3. The method as claimed in claim 1, wherein the method is performed using a fully integrated single-use unit, in which the at least one solid matter is kept in a cavity.

4. The method as claimed in claim 1, wherein the cavity is closed by valves.

5. The method as claimed in claim 1, wherein water is used as the solvent.

6. The method as claimed in claim 2, wherein the second solid matter is suspended in the solvent.

7. The method as claimed in claim 1, wherein the first solid matter is a PCR reagent.

8. The method as claimed in claim 7, wherein the PCR reagent includes polymerases, nucleotides, primers, buffers and adjuvants.

9. The method as claimed in claim 8, wherein the PCR reagent forms a film on the wall of the cavity.

10. The method as claimed in claim 2, wherein the second solid matter is at least one of dissolved and suspended DNA to be amplified.

11. The method as claimed in claim 10, wherein DNA to be amplified are bonded to magnetic beads.

12. The method as claimed in claim 11, wherein the PCR cavity includes means for collecting magnetic beads.

13. The method as claimed in claim 1, wherein the medium, which is not soluble in the solvent, is paraffin.

14. A disposable product, comprising: at least one microchannel or at least one microcavity for receiving at least one solid matter which is soluble in a solvent, the at least the one solid matter being located on a wall of the at least one microchannel or microcavity and covered by a thin layer of a medium which is not soluble in the solvent, wherein the medium, which is insoluble in the solvent, is treatable in such a way to permit contact between the solvent and the soluble solid matter, and consequently dissolving of the solid matter in the solvent when a rinsing agent is introduced, to produce a solution.

15. The disposable product as claimed in claim 14, wherein the solvent is supplied to a cavity from a reservoir via at least one microchannel or microcavity, the cavity being a PCR cavity suitable for thermocycling.

16. The disposable product as claimed in claim 15, further comprising means for thermocycling.

17. The disposable product as claimed in claim 15, wherein the PCR cavity is equipped with an inflow and an outflow.

18. The disposable product as claimed in claim 15, wherein the inflow and the outflow are equipped with valves.

19. A method, comprising: using the disposable product as claimed in claim 14 in PCR (Polymerase Chain Reaction) for biochemical analyses.

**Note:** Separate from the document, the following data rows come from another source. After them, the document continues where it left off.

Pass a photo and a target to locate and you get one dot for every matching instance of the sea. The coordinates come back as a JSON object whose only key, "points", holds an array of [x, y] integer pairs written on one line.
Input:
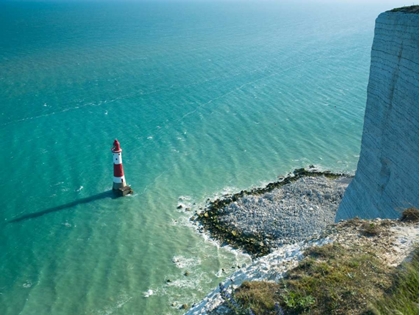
{"points": [[206, 98]]}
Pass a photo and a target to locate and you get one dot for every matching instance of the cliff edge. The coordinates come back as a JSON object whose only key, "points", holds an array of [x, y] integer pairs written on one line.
{"points": [[387, 176]]}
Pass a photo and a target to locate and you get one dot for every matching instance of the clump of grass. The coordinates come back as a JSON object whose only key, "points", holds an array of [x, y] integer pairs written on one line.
{"points": [[403, 296], [260, 296]]}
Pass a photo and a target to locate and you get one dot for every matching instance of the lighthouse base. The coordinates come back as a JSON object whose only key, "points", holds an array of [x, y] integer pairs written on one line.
{"points": [[123, 191]]}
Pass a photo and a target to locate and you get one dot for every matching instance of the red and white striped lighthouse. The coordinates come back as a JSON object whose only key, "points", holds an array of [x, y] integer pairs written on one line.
{"points": [[119, 179]]}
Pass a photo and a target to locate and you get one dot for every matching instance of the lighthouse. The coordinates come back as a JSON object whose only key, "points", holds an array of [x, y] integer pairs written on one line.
{"points": [[119, 184]]}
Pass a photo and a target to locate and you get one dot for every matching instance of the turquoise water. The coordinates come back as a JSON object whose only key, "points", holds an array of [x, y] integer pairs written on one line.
{"points": [[205, 98]]}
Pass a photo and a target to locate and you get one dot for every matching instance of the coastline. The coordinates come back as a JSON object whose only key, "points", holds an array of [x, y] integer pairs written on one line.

20. A method, comprising: using the disposable product as claimed in claim 14 for the quantitative dissolving of dry reagents to produce a reagent for an analysis device.

21. (canceled)

22. The method as claimed in claim 2, wherein the method is performed using a fully integrated single-use unit, in which the at least one solid matter is kept in a cavity.

23. The method as claimed in claim 2, wherein the cavity is closed by valves.

24. The method as claimed in claim 2, wherein water is used as the solvent.

25. The method as claimed in claim 2, wherein the first solid matter is a PCR reagent.

26. The method as claimed in claim 25, wherein the PCR reagent includes polymerases, nucleotides, primers, buffers and adjuvants.

27. The method as claimed in claim 26, wherein the PCR reagent forms a film on the wall of the cavity.

28. The method as claimed in claim 6, wherein the second solid matter is at least one of dissolved and suspended DNA to be amplified.

29. The method as claimed in claim 1, wherein the medium, which is not soluble in the solvent, is paraffin.

30. An arrangement for producing a solution from at least one solid matter in a solvent, the solvent being supplied to a cavity from a reservoir via at least one microchannel, comprising the disposable product of claim 14.

31. An arrangement for producing a solution from at least one solid matter in a solvent, the solvent being supplied to a cavity from a reservoir via at least one microchannel, comprising the disposable product of claim 15.